Я, конечно, фантазирую, перечитывая по памяти лицо Юлии. Фантазировать не запрещается. Лишь бы эти ваши фантазии не портили никому настроения.
Юлия принесла в больницу длинную, шипастую ветку, на вершине которой полураспустились пять бутонов роз. Где она срезала такое чудо? На рынке продают одинарные. А здесь — целый букет… на одной шее. Ветку Юлия воткнула в казенный графин с водой, выдернув из него стеклянную пробку. Пакет с «джонатаном» метнула небрежно в глубь тумбочки, произнеся кратко:
— Мытые.
Минуты две-три прошли в молчании. Трое ходячих из нашей палаты ушли курить на лестницу. Тут я не выдержал:
— Скажи что-нибудь еще.
— Тебе нельзя… слушать. — Юлия придвинула к койке стул. Села возле моей головы. Положила руку на подушку. Один из ее пальцев смилостивился и вежливо прошелся по моей наглой щетине на подбородке.
— Говорить… будто бы… много нельзя, — пошевелил я отяжелевшей челюстью, чем насторожил ее палец.

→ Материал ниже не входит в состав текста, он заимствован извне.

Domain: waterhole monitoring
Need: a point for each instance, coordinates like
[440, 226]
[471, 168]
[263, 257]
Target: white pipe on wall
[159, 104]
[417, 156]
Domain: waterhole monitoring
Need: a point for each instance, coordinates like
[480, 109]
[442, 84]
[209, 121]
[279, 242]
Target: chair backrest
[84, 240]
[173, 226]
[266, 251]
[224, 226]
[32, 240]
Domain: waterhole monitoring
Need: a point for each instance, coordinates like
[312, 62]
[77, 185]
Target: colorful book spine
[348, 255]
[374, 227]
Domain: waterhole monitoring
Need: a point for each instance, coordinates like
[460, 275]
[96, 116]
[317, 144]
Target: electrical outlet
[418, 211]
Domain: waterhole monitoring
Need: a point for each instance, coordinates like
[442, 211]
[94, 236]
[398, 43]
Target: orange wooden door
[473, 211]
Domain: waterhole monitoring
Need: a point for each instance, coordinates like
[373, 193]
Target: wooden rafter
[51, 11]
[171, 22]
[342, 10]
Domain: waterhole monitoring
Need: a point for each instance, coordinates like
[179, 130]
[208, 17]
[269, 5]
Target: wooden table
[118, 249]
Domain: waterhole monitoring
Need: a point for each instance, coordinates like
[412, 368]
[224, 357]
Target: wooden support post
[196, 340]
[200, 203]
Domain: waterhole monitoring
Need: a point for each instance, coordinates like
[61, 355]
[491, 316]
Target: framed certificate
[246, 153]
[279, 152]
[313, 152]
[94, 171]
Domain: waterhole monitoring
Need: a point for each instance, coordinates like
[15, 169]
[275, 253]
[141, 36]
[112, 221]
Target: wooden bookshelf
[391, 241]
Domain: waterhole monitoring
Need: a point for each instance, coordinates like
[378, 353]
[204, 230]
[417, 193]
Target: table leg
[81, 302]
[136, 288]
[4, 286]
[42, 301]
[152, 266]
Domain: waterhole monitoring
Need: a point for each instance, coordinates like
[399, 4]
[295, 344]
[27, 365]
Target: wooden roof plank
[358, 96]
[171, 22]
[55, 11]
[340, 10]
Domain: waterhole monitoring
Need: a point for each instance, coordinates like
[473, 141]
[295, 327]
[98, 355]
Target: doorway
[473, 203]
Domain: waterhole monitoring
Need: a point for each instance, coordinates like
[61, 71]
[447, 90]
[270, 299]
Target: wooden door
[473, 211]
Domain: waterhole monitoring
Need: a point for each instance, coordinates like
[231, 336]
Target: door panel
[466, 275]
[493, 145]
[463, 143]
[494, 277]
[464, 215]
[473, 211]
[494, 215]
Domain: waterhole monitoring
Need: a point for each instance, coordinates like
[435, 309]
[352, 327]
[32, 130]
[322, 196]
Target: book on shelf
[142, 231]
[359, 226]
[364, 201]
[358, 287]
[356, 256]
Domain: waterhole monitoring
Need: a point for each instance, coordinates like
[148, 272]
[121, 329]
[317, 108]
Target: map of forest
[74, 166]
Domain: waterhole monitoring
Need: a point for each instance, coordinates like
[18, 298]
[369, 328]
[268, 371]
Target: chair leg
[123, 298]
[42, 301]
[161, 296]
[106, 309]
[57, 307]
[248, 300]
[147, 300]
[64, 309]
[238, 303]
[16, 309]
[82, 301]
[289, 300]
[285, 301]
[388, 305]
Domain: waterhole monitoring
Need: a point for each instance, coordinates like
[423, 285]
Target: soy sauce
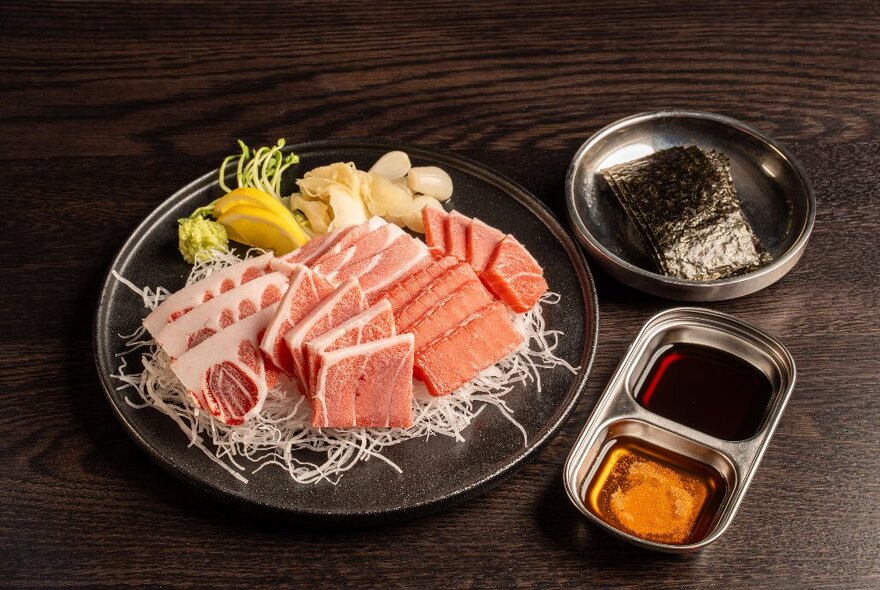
[707, 389]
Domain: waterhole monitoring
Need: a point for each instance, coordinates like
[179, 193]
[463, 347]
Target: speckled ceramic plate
[437, 472]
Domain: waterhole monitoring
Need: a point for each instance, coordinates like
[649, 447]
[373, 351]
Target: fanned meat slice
[461, 354]
[367, 246]
[404, 256]
[345, 302]
[432, 294]
[405, 290]
[456, 235]
[514, 276]
[226, 376]
[375, 323]
[381, 395]
[456, 307]
[339, 253]
[221, 312]
[305, 292]
[482, 240]
[181, 302]
[435, 230]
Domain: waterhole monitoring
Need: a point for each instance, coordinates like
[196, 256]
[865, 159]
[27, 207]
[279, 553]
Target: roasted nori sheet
[684, 203]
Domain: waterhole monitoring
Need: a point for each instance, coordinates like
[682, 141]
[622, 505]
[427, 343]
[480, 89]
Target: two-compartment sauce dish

— Нет-нет… И слушать не надо. Слушать даже вреднее. Никогда не знаешь, что тебе могут преподнести. — Осторожно прикоснулась губами к моему уху. — Если хочешь спросить — спрашивай. Я скажу. Скажу, что люблю. Подробности — позже.
— Это чтобы… не травмировать, да? Не расстраивать?
— Чтобы не расстраиваться.
…Юлия не была красивой, то есть красоткой в нынешнем толковании и оформлении. Она была… моей болезнью, хронической, не поддающейся скорому излечению. Наверное, я попросту бредил ею. Непрерывно. Год за годом. Для меня она постоянно была… прелестной. Для меня… и, может, еще — для Непомилуева. Прелестной и таинственной. Как всякая труднодоступная высота, бездна, восторг, мысль. В меру сказочной и частично реальной.